I read a book about 30 years ago called “Zen and the Art of Writing,” as I would wager many of you have. I still have it–a great book with a lot of great suggestions. The one used in this process was, “take a notebook and create a list of story titles and nouns.” My list started that way but grew to include other, slightly more verbose entries. Sometimes an idea will come and I’ll start on it immediately. Sometimes I’ll take a look at that list and see what sparks.
From this filtering, I’ll do a loose idea–not exactly an outline, just a who, what, when kind of thing. it might be something as simple as:
- A young girl has a power, and this power requires the energy from eating a bag of Cheetos. As the energy from the Cheetos runs out, her power weakens. (No, not a story I’m working on, just illustrating :D)
As you can see, it’s sparse. Sometimes it might be more verbose and outline-y. And sometimes it may happen that I’ve got everything before I even start! Ha! It’s a trap. We’ll use this example. Next, I’ll discovery-write my way into it for as long as I can. Eventually, I’ll get to a point where it starts to be a mess of questions. The “why” will often get in the way here if I didn’t have that already. There wasn’t a story in my prompt.
At this point, I might pull away for a bit, depending on how I feel, or I might dive right into the next bullet-point dance. I read what I’ve done and jot down all the questions that come to me from this. If I can get all these answered, then I can move on to an outline. Otherwise, I might need to discovery-write more with some of the answers I DID find, or I need to go for a walk/run/nap or whatever.

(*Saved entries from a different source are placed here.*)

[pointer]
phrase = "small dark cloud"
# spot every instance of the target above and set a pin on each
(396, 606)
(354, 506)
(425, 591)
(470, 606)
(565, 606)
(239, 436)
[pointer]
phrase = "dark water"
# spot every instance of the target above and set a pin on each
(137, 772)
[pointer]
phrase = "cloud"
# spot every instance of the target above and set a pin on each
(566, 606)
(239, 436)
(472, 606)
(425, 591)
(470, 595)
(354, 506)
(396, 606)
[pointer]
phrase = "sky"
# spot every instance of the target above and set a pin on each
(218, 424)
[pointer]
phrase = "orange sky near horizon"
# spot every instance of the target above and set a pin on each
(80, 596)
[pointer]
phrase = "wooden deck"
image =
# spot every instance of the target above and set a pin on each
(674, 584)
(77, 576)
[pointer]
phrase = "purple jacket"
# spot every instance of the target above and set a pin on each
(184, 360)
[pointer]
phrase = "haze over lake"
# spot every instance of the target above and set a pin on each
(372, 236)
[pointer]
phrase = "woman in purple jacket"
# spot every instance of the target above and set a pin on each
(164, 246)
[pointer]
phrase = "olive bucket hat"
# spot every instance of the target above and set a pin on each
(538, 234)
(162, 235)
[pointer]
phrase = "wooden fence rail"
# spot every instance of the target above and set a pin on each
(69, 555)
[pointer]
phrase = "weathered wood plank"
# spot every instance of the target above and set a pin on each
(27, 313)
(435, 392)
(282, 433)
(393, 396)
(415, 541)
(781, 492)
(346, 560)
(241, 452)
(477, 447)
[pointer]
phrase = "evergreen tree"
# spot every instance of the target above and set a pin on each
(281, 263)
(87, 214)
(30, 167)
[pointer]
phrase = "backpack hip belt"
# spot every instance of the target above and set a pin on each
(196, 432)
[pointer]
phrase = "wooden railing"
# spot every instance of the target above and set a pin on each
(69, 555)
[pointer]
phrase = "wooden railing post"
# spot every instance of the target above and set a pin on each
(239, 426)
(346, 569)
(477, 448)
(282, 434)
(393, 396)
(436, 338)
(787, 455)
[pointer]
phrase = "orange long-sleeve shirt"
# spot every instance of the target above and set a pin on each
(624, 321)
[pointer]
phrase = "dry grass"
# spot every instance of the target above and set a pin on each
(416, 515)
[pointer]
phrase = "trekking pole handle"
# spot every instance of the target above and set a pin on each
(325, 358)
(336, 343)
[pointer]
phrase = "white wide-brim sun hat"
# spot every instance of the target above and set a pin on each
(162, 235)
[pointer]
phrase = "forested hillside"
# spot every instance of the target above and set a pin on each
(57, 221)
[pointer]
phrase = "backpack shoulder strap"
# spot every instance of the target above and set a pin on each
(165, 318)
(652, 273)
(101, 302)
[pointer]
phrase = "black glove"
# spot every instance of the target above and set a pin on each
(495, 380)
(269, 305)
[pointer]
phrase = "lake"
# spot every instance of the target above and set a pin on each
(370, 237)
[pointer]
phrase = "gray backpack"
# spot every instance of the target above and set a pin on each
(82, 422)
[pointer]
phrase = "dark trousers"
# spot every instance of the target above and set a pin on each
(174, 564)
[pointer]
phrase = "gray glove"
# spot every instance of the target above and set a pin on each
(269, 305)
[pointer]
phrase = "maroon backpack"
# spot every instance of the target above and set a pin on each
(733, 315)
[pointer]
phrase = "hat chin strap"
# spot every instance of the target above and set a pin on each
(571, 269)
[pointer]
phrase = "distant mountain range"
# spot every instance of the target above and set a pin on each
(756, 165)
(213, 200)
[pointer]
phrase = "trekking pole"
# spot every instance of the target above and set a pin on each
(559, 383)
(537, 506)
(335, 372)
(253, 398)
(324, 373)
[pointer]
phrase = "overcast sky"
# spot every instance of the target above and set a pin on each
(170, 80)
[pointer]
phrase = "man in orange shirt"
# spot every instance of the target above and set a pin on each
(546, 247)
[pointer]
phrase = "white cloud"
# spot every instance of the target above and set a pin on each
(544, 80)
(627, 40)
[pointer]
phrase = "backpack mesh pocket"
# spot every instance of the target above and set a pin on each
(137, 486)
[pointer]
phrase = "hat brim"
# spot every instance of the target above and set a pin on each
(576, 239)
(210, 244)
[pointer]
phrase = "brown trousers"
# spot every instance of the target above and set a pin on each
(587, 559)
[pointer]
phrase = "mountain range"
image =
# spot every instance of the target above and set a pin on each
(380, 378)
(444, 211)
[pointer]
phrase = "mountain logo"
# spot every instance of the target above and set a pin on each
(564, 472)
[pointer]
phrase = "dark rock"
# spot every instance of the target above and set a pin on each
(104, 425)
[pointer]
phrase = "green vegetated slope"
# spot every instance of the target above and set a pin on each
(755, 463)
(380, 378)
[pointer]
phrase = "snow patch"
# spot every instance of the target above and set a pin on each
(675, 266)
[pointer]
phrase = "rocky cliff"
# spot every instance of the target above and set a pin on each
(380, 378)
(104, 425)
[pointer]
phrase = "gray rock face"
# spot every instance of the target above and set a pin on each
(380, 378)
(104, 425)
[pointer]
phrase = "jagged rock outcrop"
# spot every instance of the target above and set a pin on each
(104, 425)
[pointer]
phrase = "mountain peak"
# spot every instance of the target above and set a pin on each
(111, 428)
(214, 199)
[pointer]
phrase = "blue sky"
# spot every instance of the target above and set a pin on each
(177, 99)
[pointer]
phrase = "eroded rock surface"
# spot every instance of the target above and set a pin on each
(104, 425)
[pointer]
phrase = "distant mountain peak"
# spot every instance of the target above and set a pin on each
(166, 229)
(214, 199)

By the way, research can happen at any time. Sometimes it’ll be upfront because I know I’m a noob on the topic of Cheetos. Often it’s in the previous bullet-point dance. And sometimes it’s even in the middle of writing a sequence, though I try to avoid that. It really depends on what’s going on at that moment. If I hit a snag and I feel like some research might shake out some fruit, I’ll go with it. Stop looking at me that way. It’s not a crime!
And… an outline forms. I’ll do some full scenes here and there, and do iterations over this outline to get rid of any of those cliches that will most likely crop up. “Leveling-up” passes.
Someday, in the hopefully not-too-distant future, I’ll have a nice outline, and I can start laying skin on skeleton. I may have answered enough questions to inject a story.
- I know what the power is and have created the rules if it’s that kind of thing.
- And! I think the power and rules don’t suck.
- I know something like: She sees the news that the Big-Cheese of Cheetos has decided to change the formula, and there-by kryptonites access to that power. She researches and discovers that she’s not the only one, and that the Big-Cheese knows about them and wants to control them.
- I know/have an idea of why he wants to do this, and it will make sense to him.
- I know/have an idea of what she needs to do.
- These last two might be fuzzy on purpose so I can discover all the twists and turns, or these twists and turns may have already presented themselves fully, ready-made.
If I run into problems putting this together, I may need to hit up other writers and troubleshoot by spitballing. Some of us did this the other day and it helped me tremendously.
Away I go, writing every day I can. By the end of the thing, it may, or may not be like the outline, but it’ll be ready for the next phase. So far in my writing life, things have ended fine without being that different from the outline. If this ever happens, I might question if I spent enough time upfront.
Next, I do a search through the doc, looking for [
Some of you may recognize this trick from Mary Robinette Kowal from Writing Excuses. I’ve used several different methods, but this one works well because I can jump through the doc to each one.
I’ll fix those up until the story is [] free.
I was continuously dumping more verbose ideas into another document during that full-on writing spree, sometimes referencing sequences. This next pass will see if any of those make sense now. I’ll play around with that for a bit.
It’s time to get away from it. When I come back, I read through it, making another edit doc, or just editing parts that I’m sure about.
If everything seems to work and make sense. It might be time for alpha and/or beta reader. I have not done this with a six-figure word-count book yet, but I suspect I’ll do something similar to what Brandon Sanderson talked about for that size (and maybe even shorter ones now)–the spreadsheet and a book with line numbers.
There are a lot of things I’m leaving out which are not really “process” related. Those one-off inspirational dumps… like waking up in the middle of the night when you realize an entire sequence completely messes up another earlier sequence; you have to fix-that-right-now! But this is the basic rhythm of the thing.
Most of this is not that ground-breaking, and many of you may follow something similar, but it’s about learning from one another. Someone here might have a very unique process that may inspire someone else, even if they use something completely different from what inspired the idea.
P.S.
I’ve found that many people like a physical book, and you can print a version 0.01x reader copy with lulu.com. I’ve convinced myself this is reasonable, but if someone else has a better place, I’d love to hear about it.